My children have made lives for themselves in new lands and cultures – Japan and Ireland – and it’s all I could hope for that they would have such confidence and sense of adventure. The distances between us only bother me if I let ’em.
Still, from time to time, I can get overwhelmed by the logistics involved in maintaining contact – actual physical contact – rather than the kind (thankfully) provided by skype… and now that the family is expanding with the first grandchild expected in March, this is a requirement..and not just a wishlist.

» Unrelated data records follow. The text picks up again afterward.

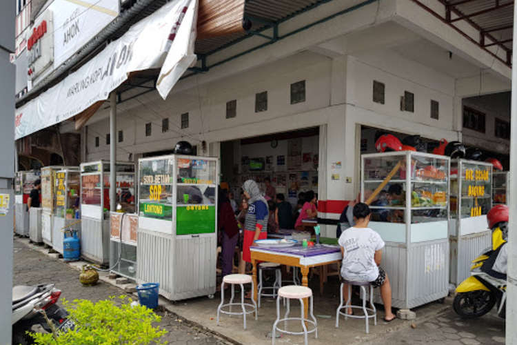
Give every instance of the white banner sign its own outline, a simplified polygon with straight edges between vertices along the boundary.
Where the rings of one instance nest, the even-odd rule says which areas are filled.
[[[54,0],[54,59],[57,67],[119,15],[119,0]]]
[[[195,21],[185,21],[185,24],[183,21],[191,6],[196,8],[197,0],[170,1],[131,27],[77,72],[17,109],[16,139],[70,119],[94,103],[106,100],[131,72],[161,67],[171,46],[180,48],[174,46],[176,40],[190,39],[192,28],[181,29],[183,25],[195,26]],[[194,15],[197,17],[196,13]],[[189,35],[189,39],[181,34]],[[187,50],[174,51],[174,59],[190,55]],[[183,63],[175,66],[168,70],[172,75],[181,75],[189,67]]]

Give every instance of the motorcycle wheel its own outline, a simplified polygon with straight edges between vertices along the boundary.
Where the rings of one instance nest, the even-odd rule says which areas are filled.
[[[496,305],[496,296],[489,291],[478,290],[458,293],[454,297],[452,307],[461,317],[475,319],[480,317]]]

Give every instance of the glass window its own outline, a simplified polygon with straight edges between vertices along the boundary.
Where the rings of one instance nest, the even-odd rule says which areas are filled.
[[[384,104],[384,92],[385,86],[384,83],[381,81],[374,81],[374,101],[375,103],[379,103]]]
[[[305,101],[305,81],[291,84],[291,104]]]

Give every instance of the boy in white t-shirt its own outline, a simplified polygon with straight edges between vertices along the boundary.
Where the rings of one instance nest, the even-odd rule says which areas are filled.
[[[343,232],[339,245],[343,253],[341,276],[345,280],[369,282],[374,288],[381,287],[381,297],[384,304],[384,321],[389,322],[396,318],[392,313],[392,286],[387,275],[378,267],[383,255],[384,241],[381,236],[368,228],[371,217],[366,204],[358,203],[354,206],[355,226]],[[343,297],[347,302],[348,285],[343,286]],[[347,313],[352,314],[352,308]]]

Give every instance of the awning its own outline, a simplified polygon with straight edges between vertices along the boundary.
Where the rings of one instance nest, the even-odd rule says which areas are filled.
[[[17,139],[79,114],[82,124],[93,115],[109,97],[110,93],[128,80],[132,72],[161,68],[156,89],[165,99],[187,69],[195,63],[199,0],[173,0],[154,14],[134,24],[119,39],[59,83],[16,110]],[[227,21],[221,9],[210,8],[213,1],[201,0],[200,17],[210,17],[201,33],[212,36],[223,34],[214,30],[213,19]],[[234,1],[234,12],[240,11],[241,23],[244,1]],[[236,12],[237,11],[237,12]],[[204,20],[203,20],[203,23]],[[212,23],[212,24],[211,24]],[[227,27],[227,29],[230,28]],[[85,115],[85,116],[83,116]]]

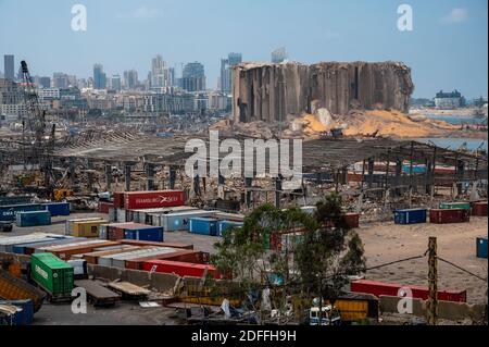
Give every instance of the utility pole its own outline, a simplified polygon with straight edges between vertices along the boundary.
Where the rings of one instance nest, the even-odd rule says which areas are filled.
[[[426,307],[428,317],[428,325],[436,325],[438,319],[438,259],[437,259],[437,238],[430,237],[428,244],[428,283],[429,283],[429,298]]]

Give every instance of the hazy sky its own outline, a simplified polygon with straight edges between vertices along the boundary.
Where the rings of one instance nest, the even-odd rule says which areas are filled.
[[[71,28],[74,4],[87,8],[87,32]],[[413,32],[397,28],[398,7],[411,4]],[[151,58],[171,64],[200,61],[215,87],[220,59],[241,52],[269,61],[287,47],[290,60],[403,61],[415,97],[457,88],[487,96],[487,0],[0,0],[0,54],[27,60],[33,74],[61,71],[108,75],[136,69],[146,78]],[[3,62],[0,64],[3,71]]]

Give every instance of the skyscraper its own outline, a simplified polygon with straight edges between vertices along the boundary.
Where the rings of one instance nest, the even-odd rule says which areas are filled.
[[[4,78],[14,80],[15,79],[15,63],[14,55],[5,54],[3,55],[3,74]]]
[[[124,88],[134,89],[138,84],[138,72],[136,70],[124,72]]]
[[[120,75],[113,75],[111,80],[112,89],[116,91],[121,91],[121,76]]]
[[[287,50],[285,47],[276,49],[272,52],[272,62],[274,64],[283,63],[287,60]]]
[[[150,85],[152,88],[172,87],[174,85],[174,73],[163,58],[158,54],[151,60]]]
[[[55,72],[52,74],[52,87],[53,88],[67,88],[70,86],[68,75],[62,72]]]
[[[221,59],[221,91],[230,94],[233,90],[231,70],[242,62],[241,53],[229,53],[227,59]]]
[[[193,62],[185,65],[181,87],[187,91],[205,90],[205,71],[201,63]]]
[[[93,89],[105,89],[106,88],[106,75],[103,72],[102,64],[93,65]]]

2014 may only be a few weeks old – but it already has an adventurous ring to it. Now that even the cat and dog are grown up – I’m free to pick my adventures, and my risks.

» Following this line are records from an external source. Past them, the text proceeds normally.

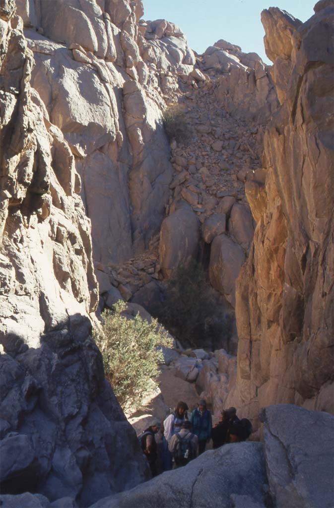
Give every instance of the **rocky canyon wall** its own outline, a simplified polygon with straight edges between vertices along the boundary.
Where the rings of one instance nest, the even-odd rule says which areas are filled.
[[[147,466],[92,338],[98,293],[80,177],[31,86],[15,9],[0,4],[1,491],[87,506],[143,481]]]
[[[262,15],[281,104],[265,136],[265,186],[246,183],[257,217],[237,282],[237,379],[228,401],[255,418],[296,403],[333,412],[333,19]]]

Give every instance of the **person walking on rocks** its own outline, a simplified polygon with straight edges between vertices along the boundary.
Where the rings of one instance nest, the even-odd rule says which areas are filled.
[[[239,420],[235,407],[229,407],[225,411],[228,418],[228,429],[226,442],[238,443],[246,441],[253,432],[252,423],[247,418]]]
[[[226,442],[229,428],[229,415],[226,411],[222,411],[219,422],[211,431],[212,448],[219,448]]]
[[[160,429],[160,422],[154,420],[149,427],[144,430],[139,437],[140,446],[147,461],[153,477],[157,476],[157,458],[158,447],[156,441],[156,434]]]
[[[181,430],[172,436],[168,450],[173,457],[173,469],[185,466],[197,456],[198,438],[191,432],[191,424],[185,420]]]
[[[193,432],[198,437],[198,455],[203,453],[205,445],[211,437],[212,417],[206,408],[206,402],[202,399],[198,403],[198,407],[194,409],[190,419]]]
[[[168,450],[168,444],[172,436],[181,430],[182,424],[185,420],[188,420],[187,411],[188,408],[186,402],[178,402],[175,411],[169,415],[164,421],[162,455],[164,471],[169,471],[172,468],[172,455]]]

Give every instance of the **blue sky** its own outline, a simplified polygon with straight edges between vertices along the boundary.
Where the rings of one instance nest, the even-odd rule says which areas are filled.
[[[164,18],[178,25],[190,45],[199,53],[220,39],[255,51],[270,63],[263,46],[261,12],[280,7],[306,21],[314,14],[317,0],[143,0],[144,19]]]

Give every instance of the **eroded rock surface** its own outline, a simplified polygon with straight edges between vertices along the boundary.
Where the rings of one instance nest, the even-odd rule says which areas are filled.
[[[1,491],[86,506],[143,481],[147,466],[92,338],[98,293],[80,178],[31,87],[14,10],[0,5]]]
[[[326,49],[334,7],[316,10],[302,24],[277,9],[262,15],[274,74],[287,84],[265,137],[267,204],[258,208],[237,283],[238,376],[229,401],[245,416],[282,402],[334,409],[333,80]],[[279,53],[291,60],[289,72],[277,67]]]
[[[102,499],[94,508],[156,508],[176,502],[185,508],[190,505],[216,508],[230,505],[235,496],[246,498],[249,506],[265,505],[267,485],[260,443],[227,444],[206,452],[182,472],[167,471],[142,487]]]
[[[276,505],[332,506],[332,415],[285,404],[266,408],[261,419],[269,484]]]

So I’m gonna ‘steal’ the phrase “Borrowed Landscape”.
It’s a landscape-gardening term. Put simply – it means – if you don’t have a great view from your garden – design it so that the view beyond your garden boundary becomes a part of your garden. E.g: shape a hole in a wall/or hedge to show a view of the hill/lake/oak tree in the landscape beyond.
So ..from now on.. I’m going to treat Japan and Ireland – and everywhere else – as Borrowed Landscape. That is, just beyond my garden wall, just around the corner.
Not the ‘far side of the world’. After all – the world is round, not flat. Which means, for me, that distance may be counted in measurements of time or length – but there is no distance that can keep a family from each other.
So I’m on a limited budget (aren’t most of us?).
So I’ve got responsibilities and commitments (haven’t we all?)
So I’m at the ‘rear’ end of my life.
So – what. It’s all a matter of perspective. If I make it difficult – it’ll be difficult.
I once innocently said.. “Your house is the same distance from mine, as mine is from yours.”
Accidently, I got it right, for once.
So – I’m coming to a landscape near you. It’s already in the planning.